第92章恶毒诅咒(1 / 3)
铃铛的声响断断续续,不绝于耳。
宁璇全然忘了此事的初衷是为了救青樾,骂他,打他,咬他,也没能换得他心软。
她终于明白钟晏如缘何要给锁链装上铃铛,他就是想要羞煞她。
羞得她没处躲,到头来只能乖怜地瑟缩进他的臂弯里。
起初她挣动得厉害,那铃音便似暴雨,后来她顾忌声音僵着不敢乱来,于是完全方便了他。
女娘的睫羽被抑制不住的泪水打湿成一簇一簇,瞧着好不可怜。
“看着我啊。
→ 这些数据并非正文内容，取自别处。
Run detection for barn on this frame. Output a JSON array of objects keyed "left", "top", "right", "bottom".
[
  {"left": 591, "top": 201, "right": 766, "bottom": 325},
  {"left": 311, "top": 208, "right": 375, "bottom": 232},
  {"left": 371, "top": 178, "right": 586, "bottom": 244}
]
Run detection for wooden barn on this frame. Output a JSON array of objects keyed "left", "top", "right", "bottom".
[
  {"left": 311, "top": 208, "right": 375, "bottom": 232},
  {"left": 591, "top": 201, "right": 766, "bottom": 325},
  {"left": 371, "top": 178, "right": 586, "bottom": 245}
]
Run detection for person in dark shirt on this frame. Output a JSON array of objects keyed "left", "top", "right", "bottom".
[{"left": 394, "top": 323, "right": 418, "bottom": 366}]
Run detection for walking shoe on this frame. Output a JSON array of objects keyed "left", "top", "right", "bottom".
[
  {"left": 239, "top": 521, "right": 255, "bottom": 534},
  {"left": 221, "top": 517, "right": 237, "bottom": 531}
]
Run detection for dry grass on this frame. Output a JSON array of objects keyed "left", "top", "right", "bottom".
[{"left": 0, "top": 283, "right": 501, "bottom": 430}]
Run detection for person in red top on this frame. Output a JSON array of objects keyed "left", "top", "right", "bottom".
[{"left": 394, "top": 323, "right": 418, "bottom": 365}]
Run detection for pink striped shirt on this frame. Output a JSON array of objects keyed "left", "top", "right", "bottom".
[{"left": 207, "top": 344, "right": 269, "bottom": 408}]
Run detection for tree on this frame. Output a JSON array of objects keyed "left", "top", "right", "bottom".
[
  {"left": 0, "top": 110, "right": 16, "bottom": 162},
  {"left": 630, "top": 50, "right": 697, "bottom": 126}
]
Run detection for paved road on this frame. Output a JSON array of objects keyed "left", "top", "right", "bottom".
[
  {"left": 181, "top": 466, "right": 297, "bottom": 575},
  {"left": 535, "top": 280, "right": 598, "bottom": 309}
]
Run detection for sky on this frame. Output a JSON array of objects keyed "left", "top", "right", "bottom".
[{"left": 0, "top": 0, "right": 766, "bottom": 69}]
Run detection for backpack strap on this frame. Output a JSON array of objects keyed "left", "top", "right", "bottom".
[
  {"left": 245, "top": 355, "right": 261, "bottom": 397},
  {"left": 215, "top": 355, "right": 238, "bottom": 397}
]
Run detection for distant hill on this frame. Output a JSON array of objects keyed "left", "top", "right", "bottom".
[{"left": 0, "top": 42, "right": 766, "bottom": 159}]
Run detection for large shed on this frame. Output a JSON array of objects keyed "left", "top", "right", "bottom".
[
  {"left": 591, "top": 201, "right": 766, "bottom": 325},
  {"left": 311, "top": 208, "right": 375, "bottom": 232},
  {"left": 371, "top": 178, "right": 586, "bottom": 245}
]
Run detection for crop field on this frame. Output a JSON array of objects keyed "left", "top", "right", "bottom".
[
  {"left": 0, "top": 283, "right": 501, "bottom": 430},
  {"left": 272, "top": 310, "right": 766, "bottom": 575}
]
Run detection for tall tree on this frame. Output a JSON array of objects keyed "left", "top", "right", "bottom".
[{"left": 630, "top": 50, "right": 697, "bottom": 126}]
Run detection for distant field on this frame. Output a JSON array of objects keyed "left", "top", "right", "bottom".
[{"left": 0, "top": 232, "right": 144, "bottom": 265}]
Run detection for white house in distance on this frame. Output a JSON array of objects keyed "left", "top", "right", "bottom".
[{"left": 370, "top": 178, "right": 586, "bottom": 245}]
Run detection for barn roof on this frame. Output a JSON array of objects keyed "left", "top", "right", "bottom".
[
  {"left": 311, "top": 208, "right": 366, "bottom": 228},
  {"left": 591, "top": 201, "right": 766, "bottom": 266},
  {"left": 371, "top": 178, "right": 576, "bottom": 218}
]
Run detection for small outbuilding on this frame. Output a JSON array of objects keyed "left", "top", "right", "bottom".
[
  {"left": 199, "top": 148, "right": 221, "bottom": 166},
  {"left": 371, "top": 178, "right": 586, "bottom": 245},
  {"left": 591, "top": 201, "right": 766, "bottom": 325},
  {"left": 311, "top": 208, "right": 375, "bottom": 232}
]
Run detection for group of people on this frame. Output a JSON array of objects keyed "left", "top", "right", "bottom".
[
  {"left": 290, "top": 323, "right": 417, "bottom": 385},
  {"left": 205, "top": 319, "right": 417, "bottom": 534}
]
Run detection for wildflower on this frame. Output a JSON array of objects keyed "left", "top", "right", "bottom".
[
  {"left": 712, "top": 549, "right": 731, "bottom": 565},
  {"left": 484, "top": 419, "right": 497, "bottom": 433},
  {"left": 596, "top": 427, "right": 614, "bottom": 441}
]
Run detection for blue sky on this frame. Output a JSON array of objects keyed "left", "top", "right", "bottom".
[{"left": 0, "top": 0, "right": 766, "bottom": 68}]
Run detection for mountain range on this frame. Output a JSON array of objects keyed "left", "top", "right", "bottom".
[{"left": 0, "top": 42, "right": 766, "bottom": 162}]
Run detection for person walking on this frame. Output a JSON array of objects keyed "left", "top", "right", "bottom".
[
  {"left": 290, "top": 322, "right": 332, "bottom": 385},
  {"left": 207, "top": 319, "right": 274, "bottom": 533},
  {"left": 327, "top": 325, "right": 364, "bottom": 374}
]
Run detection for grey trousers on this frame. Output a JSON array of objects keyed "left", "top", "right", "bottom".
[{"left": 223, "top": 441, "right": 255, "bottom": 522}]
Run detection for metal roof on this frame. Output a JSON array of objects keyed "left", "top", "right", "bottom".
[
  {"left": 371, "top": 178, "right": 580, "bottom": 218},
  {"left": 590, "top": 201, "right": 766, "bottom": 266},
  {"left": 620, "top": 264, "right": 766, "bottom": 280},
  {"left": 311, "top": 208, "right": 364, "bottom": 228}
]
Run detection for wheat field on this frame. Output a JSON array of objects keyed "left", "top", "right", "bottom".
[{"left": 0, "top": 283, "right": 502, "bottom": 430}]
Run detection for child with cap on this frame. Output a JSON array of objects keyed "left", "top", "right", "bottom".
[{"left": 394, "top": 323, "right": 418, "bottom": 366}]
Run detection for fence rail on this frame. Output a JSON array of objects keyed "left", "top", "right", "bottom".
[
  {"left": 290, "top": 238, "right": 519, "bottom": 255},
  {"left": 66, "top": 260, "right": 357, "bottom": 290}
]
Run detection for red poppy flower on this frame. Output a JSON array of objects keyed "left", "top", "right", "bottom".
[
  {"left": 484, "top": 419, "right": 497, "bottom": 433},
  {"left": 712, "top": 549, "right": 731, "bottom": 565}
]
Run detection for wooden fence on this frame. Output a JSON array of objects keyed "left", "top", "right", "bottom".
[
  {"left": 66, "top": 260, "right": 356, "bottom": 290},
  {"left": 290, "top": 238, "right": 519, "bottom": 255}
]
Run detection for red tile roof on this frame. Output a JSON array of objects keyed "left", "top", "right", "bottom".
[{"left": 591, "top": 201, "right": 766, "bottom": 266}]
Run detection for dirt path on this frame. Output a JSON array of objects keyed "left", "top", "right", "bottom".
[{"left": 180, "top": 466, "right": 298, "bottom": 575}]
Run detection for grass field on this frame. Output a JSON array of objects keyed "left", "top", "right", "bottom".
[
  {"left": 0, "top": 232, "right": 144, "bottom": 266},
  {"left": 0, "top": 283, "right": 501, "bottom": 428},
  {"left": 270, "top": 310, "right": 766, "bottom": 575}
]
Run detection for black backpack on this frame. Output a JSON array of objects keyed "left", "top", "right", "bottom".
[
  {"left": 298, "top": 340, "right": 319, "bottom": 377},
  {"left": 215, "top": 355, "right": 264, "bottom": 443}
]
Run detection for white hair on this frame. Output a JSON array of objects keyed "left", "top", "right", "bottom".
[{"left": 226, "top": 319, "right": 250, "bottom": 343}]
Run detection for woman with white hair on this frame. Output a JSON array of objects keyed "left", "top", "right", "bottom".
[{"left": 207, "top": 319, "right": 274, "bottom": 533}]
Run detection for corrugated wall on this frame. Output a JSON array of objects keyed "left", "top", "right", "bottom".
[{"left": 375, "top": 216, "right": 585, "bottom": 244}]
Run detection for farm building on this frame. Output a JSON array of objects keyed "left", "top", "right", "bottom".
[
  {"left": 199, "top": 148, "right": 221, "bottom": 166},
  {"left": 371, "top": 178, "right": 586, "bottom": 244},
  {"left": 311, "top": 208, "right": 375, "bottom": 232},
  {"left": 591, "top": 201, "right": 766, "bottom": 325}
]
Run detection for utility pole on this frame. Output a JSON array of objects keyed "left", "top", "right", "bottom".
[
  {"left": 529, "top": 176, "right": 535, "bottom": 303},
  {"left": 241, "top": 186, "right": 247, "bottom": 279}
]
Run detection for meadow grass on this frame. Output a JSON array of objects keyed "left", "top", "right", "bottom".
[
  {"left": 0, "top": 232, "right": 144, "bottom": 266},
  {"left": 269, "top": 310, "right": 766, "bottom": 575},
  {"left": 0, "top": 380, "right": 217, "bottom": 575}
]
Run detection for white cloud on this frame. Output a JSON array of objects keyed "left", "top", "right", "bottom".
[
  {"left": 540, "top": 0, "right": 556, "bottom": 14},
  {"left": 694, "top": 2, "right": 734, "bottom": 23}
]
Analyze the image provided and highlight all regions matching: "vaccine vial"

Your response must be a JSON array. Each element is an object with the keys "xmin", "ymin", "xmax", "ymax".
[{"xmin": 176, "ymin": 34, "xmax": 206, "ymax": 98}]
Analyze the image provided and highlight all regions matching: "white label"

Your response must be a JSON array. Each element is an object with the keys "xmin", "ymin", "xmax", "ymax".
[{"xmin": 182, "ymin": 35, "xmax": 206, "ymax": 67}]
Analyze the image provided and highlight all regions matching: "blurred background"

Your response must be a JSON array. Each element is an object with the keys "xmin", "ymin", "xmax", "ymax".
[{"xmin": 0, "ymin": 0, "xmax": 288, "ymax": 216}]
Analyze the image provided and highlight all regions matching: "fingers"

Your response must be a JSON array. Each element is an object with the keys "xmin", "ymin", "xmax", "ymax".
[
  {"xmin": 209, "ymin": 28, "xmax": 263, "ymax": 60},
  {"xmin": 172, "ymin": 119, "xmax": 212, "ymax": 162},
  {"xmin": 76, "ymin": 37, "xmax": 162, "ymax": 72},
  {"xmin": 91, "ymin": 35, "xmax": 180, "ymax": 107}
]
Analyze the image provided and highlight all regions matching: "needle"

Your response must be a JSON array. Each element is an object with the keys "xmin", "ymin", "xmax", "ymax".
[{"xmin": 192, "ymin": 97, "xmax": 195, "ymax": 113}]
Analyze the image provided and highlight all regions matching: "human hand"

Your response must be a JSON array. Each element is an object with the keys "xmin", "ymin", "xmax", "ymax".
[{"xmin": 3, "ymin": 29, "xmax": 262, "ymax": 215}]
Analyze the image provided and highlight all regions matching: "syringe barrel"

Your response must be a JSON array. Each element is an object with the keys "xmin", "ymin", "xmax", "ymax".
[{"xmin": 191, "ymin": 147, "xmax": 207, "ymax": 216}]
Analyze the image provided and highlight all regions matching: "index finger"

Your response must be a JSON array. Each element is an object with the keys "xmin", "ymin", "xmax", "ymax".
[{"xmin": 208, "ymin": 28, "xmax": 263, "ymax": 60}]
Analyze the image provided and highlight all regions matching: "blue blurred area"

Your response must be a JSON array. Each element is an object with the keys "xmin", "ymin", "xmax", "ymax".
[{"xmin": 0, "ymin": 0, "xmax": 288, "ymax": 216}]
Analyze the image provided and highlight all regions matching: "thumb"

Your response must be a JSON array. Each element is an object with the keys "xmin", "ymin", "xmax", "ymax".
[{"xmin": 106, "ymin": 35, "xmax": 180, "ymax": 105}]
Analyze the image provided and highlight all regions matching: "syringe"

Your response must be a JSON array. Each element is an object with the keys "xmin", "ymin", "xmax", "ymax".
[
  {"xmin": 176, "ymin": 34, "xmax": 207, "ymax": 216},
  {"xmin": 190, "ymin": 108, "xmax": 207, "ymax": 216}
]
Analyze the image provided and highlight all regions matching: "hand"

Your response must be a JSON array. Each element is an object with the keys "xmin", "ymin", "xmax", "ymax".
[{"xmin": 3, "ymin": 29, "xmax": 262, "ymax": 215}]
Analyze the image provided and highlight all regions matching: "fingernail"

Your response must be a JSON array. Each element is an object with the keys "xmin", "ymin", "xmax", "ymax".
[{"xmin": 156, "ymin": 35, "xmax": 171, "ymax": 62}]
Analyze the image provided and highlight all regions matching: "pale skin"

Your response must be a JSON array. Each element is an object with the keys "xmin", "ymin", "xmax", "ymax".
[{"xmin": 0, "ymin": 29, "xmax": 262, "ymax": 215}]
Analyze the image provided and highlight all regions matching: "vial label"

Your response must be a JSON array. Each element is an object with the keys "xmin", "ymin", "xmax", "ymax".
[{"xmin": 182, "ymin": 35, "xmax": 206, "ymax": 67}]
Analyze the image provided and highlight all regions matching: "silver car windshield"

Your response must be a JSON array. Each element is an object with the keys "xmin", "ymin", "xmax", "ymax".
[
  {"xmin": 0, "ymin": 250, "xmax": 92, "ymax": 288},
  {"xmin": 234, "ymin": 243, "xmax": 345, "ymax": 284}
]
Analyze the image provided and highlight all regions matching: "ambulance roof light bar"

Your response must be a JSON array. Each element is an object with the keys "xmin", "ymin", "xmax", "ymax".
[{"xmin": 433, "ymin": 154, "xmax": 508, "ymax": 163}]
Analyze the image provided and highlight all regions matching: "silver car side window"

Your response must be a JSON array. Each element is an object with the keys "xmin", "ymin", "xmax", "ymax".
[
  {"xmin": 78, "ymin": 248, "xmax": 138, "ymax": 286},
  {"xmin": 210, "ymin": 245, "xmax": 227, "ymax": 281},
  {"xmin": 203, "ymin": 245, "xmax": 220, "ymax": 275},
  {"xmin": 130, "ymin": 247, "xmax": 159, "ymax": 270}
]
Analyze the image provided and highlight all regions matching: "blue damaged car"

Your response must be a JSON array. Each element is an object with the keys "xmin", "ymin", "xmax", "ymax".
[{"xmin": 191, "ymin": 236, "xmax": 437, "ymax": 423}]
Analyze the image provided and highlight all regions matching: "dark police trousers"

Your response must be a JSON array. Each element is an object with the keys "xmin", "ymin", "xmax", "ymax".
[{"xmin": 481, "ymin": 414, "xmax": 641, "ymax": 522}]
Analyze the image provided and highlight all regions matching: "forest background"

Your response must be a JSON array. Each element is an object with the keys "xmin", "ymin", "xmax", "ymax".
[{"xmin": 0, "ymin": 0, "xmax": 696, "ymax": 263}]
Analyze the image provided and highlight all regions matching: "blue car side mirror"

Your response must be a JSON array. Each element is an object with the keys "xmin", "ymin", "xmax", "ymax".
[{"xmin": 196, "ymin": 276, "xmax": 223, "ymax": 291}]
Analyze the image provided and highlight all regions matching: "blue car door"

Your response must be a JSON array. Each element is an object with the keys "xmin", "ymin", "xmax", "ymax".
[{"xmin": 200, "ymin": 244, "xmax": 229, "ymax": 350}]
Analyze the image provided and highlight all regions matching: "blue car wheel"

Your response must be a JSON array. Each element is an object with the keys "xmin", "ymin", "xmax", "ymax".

”她被他钳住下巴,春眸隔着水雾对上他的双目。
“容清有我模样生得好吗?”钟晏如的墨眉压着眼,眼尾细长,拉出惑人的弧度,“阿璇怎么就爱盯着他看呢?”
“不要看他,也不要看别人,以后就只看着我,好不好?”
他的五官与女气毫无干系,可这一瞬,月光雪白的清辉照在他面容上,衬得他既幽且艳,像极了生在潮湿崖边的昙花。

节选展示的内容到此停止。